"Curieux de monde que le nôtre ! Il y a huit ou neuf ans, quand le ciel n'existait que pour l'azur et les astres, quand les champs ne poussaient que des céréales, que les feuilles ne cachaient que des nids d'oiseaux, et que sur les chemins ne roulaient que des automobiles, le monde, dans les pays retardataires comme le nôtre du moins, ployait sous le fardeau du chômage et périssait, au milieu de l'abondance, dans les plus indescriptibles misères.
"La guerre est venue. Les avions font concurrence aux étoiles. Les cimetières envahissent les champs ; les canons et les tanks, les chemins ; pendant que les feuilles dissimulent des nids de mitrailleuses. La prospérité est aussi revenue, apparemment, mais le malaise subsiste. Les classes ouvrières et paysannes sentent instinctivement qu'elles touchent le prix du sang. Les jeunes savent que le mariage ne leur est désormais permis que parce que l'on creuse des tombes sur trois continents...
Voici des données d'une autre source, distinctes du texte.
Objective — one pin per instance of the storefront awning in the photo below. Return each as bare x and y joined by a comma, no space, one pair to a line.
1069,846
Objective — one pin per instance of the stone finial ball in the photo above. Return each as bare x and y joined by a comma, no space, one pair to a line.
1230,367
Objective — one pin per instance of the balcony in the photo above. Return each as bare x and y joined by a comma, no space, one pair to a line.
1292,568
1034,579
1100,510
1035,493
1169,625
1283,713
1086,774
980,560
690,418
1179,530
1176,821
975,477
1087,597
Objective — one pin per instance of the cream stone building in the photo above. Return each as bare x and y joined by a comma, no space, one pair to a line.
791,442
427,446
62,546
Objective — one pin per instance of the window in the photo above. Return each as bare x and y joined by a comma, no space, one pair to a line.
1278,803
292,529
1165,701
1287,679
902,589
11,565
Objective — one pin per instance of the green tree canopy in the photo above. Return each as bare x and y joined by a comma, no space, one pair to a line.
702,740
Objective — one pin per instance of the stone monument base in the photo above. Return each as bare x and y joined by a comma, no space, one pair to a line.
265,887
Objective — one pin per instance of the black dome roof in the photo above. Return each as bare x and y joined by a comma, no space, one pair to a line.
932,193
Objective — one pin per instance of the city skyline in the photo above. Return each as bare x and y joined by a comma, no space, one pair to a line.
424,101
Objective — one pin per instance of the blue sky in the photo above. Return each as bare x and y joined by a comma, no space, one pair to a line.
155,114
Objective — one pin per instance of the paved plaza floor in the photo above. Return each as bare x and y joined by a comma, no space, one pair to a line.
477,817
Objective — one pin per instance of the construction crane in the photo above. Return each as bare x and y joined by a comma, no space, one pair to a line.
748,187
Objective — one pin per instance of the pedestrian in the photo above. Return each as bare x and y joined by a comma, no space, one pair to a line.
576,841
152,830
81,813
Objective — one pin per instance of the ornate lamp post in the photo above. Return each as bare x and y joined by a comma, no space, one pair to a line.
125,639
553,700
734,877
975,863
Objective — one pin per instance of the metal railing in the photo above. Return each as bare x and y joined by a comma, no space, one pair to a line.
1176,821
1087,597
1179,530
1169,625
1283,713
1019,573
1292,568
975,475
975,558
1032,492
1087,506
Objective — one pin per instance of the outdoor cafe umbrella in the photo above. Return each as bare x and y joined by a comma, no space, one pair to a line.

(Mais la fin de la guerre viendra).
"N'ayant plus à débattre la question de la conscription, les hommes d'État canadiens-français devront étudier le système bancaire canadien, afin d'y apporter les améliorations nécessaires. Ils devront voir à faire cesser ce scandale de la faim trônant sur des tas de blé ; des pieds nus arrêtés près des pyramides de chaussures neuves invendues ; des corps grelottant près des surplus d'habits en stock. Les politiques devront aider les gens à briser ce cercle vicieux, d'une surproduction causée par le manque de pouvoir d'achat et d'un manque de pouvoir d'achat causé par la surproduction. Ils ne devront se rendormir dans les parlements, si tel est leur désir, que lorsque tous et chacun jouiront de ce "minimum vital" réclamé par l'humanisme intégral, c'est-à-dire chrétien, même par l'humanisme tout court."